The ZKsync team confirmed that the hack of the airdrop contract resulted in a loss of $5 million in ZK tokens, with their price dropping by nearly 20%. An investigation into the incident is ongoing, and the team promises to publish a detailed report soon.
This is reported by Finway
Detection of Compromised Account
The security of the ZKsync L2 solution revealed that a compromised administrator account controlled the ZK token airdrop contract. The attacker gained access to unused tokens, stealing approximately $5 million worth.
“This is an isolated incident related to a compromised key that was used to manage the airdrop contract,” the team stated in an official announcement.

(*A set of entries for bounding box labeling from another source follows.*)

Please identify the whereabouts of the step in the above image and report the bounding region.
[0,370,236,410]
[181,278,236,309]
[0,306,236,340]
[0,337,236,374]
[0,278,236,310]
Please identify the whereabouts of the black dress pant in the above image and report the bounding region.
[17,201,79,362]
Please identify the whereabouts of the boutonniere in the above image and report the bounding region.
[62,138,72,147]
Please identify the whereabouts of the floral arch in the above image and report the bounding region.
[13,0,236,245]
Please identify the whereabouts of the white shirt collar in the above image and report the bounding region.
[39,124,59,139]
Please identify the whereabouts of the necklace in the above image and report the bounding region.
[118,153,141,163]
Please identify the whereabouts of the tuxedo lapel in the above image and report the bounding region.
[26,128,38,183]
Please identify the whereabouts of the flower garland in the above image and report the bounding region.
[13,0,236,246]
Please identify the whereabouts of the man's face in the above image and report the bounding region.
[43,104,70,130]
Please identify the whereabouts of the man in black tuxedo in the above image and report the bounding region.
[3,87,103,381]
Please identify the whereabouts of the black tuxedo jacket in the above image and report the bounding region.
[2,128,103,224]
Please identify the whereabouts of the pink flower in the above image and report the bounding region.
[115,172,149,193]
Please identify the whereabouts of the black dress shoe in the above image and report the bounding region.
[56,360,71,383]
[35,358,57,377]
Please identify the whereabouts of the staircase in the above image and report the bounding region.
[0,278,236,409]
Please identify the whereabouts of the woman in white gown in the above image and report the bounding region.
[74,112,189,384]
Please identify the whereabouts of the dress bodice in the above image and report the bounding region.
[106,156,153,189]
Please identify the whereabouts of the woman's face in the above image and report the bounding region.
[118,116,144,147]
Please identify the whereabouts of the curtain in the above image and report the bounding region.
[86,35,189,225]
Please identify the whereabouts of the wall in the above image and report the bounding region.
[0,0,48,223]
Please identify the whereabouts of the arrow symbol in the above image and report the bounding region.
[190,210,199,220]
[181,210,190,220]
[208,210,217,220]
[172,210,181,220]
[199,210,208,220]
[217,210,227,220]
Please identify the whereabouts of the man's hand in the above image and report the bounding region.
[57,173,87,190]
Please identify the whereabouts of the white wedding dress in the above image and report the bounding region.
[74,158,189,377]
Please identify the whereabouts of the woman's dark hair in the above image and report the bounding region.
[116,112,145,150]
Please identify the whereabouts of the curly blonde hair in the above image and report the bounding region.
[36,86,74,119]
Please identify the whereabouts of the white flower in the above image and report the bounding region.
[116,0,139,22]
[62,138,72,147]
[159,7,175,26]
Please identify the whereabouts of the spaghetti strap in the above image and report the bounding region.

User Security Under Control
The company emphasized that all user funds are secure, and the core ZKsync protocol and ZK asset contract were not affected. Project representatives assured that no other ZK tokens are at risk.
At the time of writing, the asset is trading at $0.04587, according to CoinMarketCap data. The incident likely caused a sharp drop in the asset’s price due to the sale of the stolen tokens.
It is worth noting that the project’s token airdrop in 2024 attracted attention not only for its scale (21 billion ZK in total issuance) but also for criticism regarding unfair distribution and failure to filter Sybil accounts. After listing on exchanges in June last year, the asset’s price significantly declined.